"He was," I replied curtly, "but he has left it."
"I certainly am disappointed," he said, seating himself by me, uninvited.
"I particularly wanted to speak to Capito at once."
"You might find him at his house," I suggested.
But Bambilio was impervious to suggestions.
"I wanted to talk to him and you together," he said, "but that can be managed some other time."
I was about to reply tartly, but I remembered how my irritation with Capito had affected me and recalled Galen's injunction that I must avoid all causes of excitement and emotion. I held my peace.
Bambilio, as if he had been an intimate and had been specially invited, lolled comfortably on the bench and gazed approvingly about.
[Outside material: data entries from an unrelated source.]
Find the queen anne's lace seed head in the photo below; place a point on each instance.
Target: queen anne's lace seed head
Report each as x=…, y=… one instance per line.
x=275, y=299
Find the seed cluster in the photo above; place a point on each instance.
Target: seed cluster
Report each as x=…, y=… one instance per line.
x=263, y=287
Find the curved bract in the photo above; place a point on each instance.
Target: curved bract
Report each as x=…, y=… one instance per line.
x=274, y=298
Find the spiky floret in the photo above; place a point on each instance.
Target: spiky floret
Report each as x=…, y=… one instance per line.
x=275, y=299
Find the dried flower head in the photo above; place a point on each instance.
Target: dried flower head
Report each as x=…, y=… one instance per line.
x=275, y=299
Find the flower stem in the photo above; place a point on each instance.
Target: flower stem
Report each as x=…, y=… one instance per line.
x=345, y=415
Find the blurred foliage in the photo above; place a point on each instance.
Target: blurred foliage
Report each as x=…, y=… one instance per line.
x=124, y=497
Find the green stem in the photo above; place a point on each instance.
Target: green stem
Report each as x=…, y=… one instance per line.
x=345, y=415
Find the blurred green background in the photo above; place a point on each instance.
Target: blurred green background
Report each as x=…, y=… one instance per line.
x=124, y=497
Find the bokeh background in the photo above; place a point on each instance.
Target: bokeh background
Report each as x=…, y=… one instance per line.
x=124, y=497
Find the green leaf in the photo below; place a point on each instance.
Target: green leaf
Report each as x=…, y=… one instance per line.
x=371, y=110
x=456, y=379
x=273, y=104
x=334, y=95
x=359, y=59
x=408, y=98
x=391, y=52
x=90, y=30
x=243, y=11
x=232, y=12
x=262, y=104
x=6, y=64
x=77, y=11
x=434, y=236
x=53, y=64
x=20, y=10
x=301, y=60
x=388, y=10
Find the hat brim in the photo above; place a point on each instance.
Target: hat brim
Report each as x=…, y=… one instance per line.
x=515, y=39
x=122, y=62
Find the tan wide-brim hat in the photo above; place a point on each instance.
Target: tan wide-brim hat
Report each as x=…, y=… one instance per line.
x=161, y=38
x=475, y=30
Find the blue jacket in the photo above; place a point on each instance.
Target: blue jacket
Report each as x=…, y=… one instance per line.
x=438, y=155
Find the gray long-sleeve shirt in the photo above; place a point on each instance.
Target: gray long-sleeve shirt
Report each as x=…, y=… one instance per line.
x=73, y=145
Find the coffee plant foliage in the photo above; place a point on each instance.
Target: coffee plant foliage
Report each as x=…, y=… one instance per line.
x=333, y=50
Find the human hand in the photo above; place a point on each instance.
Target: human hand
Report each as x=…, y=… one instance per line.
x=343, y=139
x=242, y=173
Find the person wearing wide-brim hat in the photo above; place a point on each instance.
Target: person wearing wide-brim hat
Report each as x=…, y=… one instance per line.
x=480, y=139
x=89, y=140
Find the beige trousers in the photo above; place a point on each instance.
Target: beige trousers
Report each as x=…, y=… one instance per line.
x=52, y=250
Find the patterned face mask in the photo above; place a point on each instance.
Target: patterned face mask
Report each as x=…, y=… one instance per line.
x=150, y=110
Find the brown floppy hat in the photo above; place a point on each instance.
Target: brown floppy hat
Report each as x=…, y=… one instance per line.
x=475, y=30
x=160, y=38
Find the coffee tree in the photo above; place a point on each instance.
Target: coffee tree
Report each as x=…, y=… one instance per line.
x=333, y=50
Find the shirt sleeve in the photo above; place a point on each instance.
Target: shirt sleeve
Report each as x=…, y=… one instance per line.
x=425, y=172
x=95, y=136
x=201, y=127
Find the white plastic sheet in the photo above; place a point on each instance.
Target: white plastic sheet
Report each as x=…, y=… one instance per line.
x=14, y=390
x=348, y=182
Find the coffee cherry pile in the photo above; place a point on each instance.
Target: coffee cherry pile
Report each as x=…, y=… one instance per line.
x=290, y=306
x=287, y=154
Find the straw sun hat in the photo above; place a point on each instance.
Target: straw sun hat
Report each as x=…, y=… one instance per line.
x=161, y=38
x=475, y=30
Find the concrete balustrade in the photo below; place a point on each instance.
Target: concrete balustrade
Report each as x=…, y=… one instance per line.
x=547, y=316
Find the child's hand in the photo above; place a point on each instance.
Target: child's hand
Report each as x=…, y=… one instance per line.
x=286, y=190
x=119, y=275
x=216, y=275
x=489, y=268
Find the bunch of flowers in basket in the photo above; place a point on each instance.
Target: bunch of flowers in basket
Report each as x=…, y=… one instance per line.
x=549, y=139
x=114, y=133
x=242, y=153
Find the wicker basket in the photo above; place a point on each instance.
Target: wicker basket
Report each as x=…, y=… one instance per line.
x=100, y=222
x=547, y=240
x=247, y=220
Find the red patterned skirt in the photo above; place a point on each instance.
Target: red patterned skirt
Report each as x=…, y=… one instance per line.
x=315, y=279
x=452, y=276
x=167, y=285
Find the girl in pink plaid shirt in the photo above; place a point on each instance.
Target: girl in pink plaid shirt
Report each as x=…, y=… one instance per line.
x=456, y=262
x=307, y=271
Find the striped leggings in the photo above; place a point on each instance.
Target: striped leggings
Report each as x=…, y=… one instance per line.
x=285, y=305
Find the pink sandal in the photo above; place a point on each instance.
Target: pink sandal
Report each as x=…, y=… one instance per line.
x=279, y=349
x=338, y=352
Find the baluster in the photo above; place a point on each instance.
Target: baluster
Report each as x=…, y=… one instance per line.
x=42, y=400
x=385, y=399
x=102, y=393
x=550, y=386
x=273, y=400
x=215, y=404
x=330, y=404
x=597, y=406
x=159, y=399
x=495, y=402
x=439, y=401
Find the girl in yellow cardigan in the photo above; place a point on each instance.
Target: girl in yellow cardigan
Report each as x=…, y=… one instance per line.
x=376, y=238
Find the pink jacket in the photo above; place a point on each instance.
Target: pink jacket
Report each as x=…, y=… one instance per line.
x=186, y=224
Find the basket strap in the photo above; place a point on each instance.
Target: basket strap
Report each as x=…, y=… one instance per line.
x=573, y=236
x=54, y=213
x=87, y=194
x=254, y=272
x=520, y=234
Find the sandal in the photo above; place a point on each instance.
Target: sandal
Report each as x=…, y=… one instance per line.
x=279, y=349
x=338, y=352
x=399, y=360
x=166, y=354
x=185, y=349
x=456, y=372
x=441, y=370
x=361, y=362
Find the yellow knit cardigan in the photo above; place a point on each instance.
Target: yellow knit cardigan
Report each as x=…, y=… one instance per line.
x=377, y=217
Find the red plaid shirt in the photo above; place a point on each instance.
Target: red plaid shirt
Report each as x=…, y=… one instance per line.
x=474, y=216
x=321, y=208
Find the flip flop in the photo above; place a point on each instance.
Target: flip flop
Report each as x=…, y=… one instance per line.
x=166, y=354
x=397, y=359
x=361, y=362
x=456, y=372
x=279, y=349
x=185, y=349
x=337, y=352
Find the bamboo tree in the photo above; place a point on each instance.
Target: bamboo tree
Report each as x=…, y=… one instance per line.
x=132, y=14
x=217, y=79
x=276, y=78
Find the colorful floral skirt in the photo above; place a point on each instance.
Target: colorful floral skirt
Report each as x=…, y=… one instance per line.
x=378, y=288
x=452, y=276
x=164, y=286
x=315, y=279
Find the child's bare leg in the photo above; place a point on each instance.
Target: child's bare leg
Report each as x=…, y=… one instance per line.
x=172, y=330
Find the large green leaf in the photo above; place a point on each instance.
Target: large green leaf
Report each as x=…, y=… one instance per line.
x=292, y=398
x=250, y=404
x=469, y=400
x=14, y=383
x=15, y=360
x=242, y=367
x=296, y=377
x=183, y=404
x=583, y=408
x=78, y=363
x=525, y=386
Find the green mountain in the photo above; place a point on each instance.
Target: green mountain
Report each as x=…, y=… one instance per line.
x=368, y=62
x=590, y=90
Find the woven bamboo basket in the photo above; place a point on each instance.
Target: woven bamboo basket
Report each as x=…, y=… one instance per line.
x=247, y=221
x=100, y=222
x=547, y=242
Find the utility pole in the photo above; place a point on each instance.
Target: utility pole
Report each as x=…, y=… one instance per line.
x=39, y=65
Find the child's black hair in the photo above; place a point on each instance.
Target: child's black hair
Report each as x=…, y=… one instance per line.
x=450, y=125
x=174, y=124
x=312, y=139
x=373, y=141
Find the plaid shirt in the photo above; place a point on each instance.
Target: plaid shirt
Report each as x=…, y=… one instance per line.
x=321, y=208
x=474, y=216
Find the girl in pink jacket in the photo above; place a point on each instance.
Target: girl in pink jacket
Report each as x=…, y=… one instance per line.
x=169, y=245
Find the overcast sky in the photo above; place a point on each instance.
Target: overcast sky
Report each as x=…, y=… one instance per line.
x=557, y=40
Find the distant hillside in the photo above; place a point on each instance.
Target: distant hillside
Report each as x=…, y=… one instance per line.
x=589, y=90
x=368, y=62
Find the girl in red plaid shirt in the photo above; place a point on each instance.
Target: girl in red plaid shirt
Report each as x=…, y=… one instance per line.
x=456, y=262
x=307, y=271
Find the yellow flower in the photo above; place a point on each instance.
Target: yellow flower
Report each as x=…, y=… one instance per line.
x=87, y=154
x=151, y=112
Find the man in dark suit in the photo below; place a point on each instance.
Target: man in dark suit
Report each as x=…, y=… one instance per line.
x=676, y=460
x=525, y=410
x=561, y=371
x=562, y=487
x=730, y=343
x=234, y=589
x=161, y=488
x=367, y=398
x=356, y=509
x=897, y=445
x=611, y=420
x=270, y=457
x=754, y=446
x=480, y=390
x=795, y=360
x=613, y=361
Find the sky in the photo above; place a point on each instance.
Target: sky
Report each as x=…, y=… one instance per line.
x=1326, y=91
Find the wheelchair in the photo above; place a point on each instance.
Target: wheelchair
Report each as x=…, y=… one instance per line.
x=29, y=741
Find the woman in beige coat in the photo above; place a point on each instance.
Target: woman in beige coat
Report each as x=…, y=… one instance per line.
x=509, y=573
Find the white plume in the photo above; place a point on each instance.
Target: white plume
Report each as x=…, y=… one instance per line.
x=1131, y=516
"Fine garden, Andivius," he said. "Fine trees, fine flowers and I say, what a jewel of a slave-girl, eh! Hedulio!"
I could have hit him, I was so incensed at his familiarity, I was already choking with internal rage at Agathemer for having let anyone in to talk to me in that garden, still more at his having done so without consulting me and most of all that after doing so he had not made sure that no one but Capito could pass the postern door. But I almost exploded into voluble wrath when I looked where he indicated, saw a pretty, shapely young woman in the scanty attire of a slave-girl picking flag-flowers into a basket she carried, and recognized Vedia. That Agathemer's presumption should have spoiled the interview with Vedia which she and Nemestronia had manifestly arranged for us, that it should have exposed Vedia in her undignified disguise to recognition by the greatest ass and blatherskite in the senate, this infuriated me till I felt internally like Aetna or Vesuvius on the verge of eruption.
Vedia, for it was she, had evidently been approaching me circuitously, hoping to be noticed and hailed from afar. Now when she was near enough for not merely a lover but for any acquaintance to recognize her, she looked up at me over her basket as she laid a flower-stalk in it.